De la gare d’Owendo, une importante délégation composée des responsables du Groupe ERAMET, SETRAG, COMILOG, des Ingénieurs et du ministre Gabonais des Transports ont embarqué dans un train spécial pour Booué, avant de rallier la zone où l’éboulement s’est récemment produit: objectif, se rendre compte de l’état d’avancement des travaux de réhabilitation de la voie ferrée.
Sur le site, plusieurs types d’engins à pieds d’œuvre, sous l’œil vigilant d’ingénieurs et d’autres d’experts rejoints par la délégation venue de Libreville qui a bravé monts et vallées pour rejoindre les lieux. Ce déplacement méritait d’être effectué, compte tenu de l’urgence et de l’importance de la mission à accomplir: mesurer l’état d’avancement des travaux de réhabilitation débutés le 24 décembre dernier et donner des orientations afin que lesdits travaux soient de qualité.
De loin, l’on pouvait apercevoir l’énorme talus déjà abaissé par les équipes affectées sur le site, et de l’autre côté, le dispositif témoignant de la pose prochaine des rails. Pour Roland Allo Asseko, le Chef du chantier principal, la cadence est bonne: « on a mobilisé un cabinet international pour faire la partie étude qui nous accompagne […] Setrag et Comilog ont mobilisé les équipes techniques et le matériel ôur faire les travaux. Nous sommes en train de faire le terrassement de masse où nous devons degrossir notre talus pour décharger la partie qui a glissé afin de travailler en securité sur la partie de la voie », a t-il confié.

Brice Constant Paillat, le Ministre des Transports a décliné l’objet de présence: « Je suis ici, en respect des exigences de ma charge. Je suis en ces lieux également pour exécuter les hautes instructions du Président de la République.

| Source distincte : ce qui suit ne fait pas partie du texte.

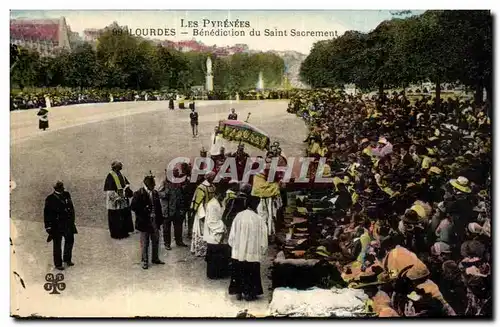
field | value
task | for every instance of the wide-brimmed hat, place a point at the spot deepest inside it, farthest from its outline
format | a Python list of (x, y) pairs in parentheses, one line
[(382, 140), (461, 184), (149, 176), (481, 207), (434, 170), (369, 278), (440, 247), (115, 164)]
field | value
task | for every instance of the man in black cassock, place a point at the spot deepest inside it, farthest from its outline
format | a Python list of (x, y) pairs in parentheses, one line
[(193, 117), (118, 193), (59, 219)]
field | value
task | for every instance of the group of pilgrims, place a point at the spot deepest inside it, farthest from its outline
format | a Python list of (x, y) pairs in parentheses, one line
[(413, 184), (228, 222)]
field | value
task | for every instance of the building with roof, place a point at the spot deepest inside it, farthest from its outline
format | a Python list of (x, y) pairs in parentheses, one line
[(46, 36)]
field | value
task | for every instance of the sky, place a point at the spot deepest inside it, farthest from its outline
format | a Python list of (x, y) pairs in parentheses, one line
[(325, 20)]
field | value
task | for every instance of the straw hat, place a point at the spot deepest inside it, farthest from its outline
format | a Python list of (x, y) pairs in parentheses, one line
[(435, 170), (382, 140), (461, 184)]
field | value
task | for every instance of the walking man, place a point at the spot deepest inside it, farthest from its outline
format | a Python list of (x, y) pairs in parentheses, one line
[(193, 116), (233, 115), (118, 192), (173, 208), (147, 207), (43, 118), (59, 218), (248, 241)]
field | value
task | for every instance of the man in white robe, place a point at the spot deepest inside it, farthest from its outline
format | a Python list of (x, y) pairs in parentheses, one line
[(215, 235), (248, 241)]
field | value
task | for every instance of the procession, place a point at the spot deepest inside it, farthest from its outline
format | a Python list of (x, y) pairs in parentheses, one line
[(246, 197)]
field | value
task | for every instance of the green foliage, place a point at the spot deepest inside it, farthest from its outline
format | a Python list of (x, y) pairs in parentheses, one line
[(123, 61), (438, 46)]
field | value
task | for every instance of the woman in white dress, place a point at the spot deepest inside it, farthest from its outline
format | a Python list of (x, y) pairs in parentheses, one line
[(204, 193)]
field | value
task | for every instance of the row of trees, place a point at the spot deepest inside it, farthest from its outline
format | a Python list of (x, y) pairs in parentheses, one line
[(121, 60), (438, 46)]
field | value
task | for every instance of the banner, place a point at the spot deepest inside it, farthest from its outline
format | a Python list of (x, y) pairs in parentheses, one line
[(242, 133)]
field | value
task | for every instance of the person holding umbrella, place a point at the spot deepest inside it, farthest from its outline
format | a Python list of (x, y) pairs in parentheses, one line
[(43, 118)]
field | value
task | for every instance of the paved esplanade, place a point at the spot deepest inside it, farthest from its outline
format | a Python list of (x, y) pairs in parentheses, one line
[(78, 148)]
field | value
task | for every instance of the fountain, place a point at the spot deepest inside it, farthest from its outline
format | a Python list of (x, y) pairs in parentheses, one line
[(209, 78), (260, 83)]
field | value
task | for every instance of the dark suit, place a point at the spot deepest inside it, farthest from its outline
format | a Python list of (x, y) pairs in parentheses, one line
[(144, 209), (59, 218), (173, 208)]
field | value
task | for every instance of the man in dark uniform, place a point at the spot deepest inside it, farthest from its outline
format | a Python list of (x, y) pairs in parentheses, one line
[(193, 116), (173, 208), (59, 218), (191, 104), (147, 207), (233, 115)]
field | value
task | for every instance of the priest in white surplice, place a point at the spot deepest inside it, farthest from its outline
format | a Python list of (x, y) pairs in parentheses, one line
[(218, 252), (248, 241)]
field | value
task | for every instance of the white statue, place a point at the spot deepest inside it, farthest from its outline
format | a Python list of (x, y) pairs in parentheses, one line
[(209, 78), (209, 66)]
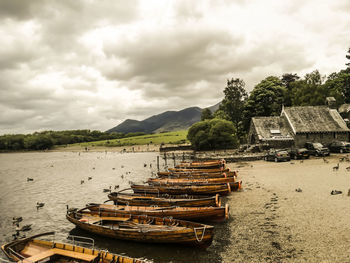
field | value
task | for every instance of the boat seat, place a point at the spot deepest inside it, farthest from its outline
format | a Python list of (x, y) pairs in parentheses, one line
[(72, 254), (61, 252), (37, 257)]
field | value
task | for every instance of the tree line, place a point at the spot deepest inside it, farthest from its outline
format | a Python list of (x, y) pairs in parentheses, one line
[(47, 139), (267, 99)]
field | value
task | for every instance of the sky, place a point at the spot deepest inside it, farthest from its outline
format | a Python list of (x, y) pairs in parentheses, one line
[(92, 64)]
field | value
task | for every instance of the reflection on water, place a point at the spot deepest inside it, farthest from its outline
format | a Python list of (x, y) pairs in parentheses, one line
[(58, 182)]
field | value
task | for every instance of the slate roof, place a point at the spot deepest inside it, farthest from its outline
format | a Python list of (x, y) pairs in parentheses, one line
[(344, 108), (308, 119), (266, 128)]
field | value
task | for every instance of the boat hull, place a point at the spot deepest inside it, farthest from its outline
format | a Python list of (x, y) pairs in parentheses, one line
[(164, 200), (208, 189), (202, 214), (163, 231), (33, 249)]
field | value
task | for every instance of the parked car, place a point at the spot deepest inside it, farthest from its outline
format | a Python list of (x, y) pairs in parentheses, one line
[(339, 147), (277, 155), (299, 153), (317, 149)]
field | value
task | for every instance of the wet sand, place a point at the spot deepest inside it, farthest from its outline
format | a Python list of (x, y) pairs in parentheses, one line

Vous savez que dès qu’est survenu le glissement de terrain qui a emporté les 900 mètres de la voie, le Chef de l’État m’a enjoint à prendre toutes les dispositions possibles, pour mobiliser les moyens et les énergies, afin de rétablir rapidement le trafic ferroviaire: nous sommes donc ici pour constater les travaux qui ont démarré très rapidement dès le 24 décembre ».

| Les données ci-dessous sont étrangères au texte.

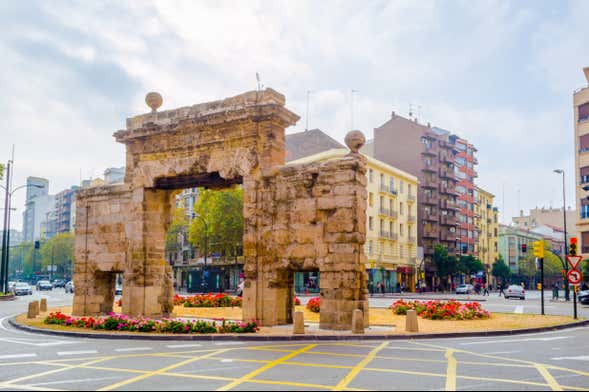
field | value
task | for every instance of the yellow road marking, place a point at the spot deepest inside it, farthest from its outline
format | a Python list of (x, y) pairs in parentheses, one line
[(450, 371), (160, 371), (268, 366), (550, 380), (358, 368)]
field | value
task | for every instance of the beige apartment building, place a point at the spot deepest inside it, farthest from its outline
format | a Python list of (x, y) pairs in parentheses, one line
[(581, 114), (487, 225), (391, 235)]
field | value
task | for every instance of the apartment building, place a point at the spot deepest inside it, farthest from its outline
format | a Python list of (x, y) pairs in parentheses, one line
[(391, 232), (430, 155), (487, 225), (581, 120), (511, 240)]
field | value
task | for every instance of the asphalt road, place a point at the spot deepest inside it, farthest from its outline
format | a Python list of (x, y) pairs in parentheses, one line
[(555, 360)]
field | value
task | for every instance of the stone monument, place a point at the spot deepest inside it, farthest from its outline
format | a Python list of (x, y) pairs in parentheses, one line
[(308, 217)]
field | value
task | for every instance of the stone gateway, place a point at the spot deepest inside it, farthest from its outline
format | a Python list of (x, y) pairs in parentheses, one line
[(296, 217)]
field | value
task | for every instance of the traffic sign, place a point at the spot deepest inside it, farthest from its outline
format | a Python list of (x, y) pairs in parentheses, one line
[(574, 277), (574, 261)]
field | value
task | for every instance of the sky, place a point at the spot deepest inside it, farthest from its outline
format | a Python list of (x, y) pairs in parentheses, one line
[(498, 73)]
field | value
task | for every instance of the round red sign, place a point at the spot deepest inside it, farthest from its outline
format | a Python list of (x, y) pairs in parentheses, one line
[(574, 276)]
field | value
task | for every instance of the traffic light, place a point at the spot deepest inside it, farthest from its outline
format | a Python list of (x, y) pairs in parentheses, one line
[(539, 249), (573, 247)]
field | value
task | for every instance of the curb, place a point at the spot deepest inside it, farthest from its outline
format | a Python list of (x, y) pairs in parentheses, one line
[(246, 337)]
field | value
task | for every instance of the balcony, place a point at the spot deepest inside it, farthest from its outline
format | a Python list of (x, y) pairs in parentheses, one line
[(431, 217), (430, 183), (431, 200), (430, 233), (448, 220)]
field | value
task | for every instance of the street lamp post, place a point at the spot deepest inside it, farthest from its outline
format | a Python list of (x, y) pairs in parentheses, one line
[(566, 251), (6, 233)]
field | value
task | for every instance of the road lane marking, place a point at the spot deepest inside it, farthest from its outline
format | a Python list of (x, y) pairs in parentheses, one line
[(183, 345), (359, 367), (450, 370), (14, 356), (160, 371), (83, 352), (268, 366), (579, 358), (550, 380), (127, 349), (515, 341)]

Au vu du vaste chantier engagé, il a en plus congratulé les personnel rompu à la tâche, reconnaissant son abnégation: « le travail est collossal les dégats étaient importants donc, je voudrais encourager les équipes à pieds d’oeuvre parce que leur travail n’est pas facile, leur travail est risqué et de jour comme de nuit, ils s’emploient à faire en sorte que les marchandises et les personnes soient transportées entre Franceville et Owendo; je salue leur courage et leur détermination », a ajouté le patron du département des Transports.
Au regard de l’impact de l’accident ayant occasionné les grands travaux engagés, Klebert Sylva, le Directeur Général Adjoint du Groupe Eramet, a lui aussi dit son satisfecit: « on voit que le travail progresse très bien, on voit aussi qu’on stabilise la fissure due à l’éboulement, avant de commencer le travail de la pose de la voie. Je pense que Comilog, Setrag et le gouvernement ont consentis des efforts, et nous voyons déjà le fruit de ces efforts« , a t-il affirmé..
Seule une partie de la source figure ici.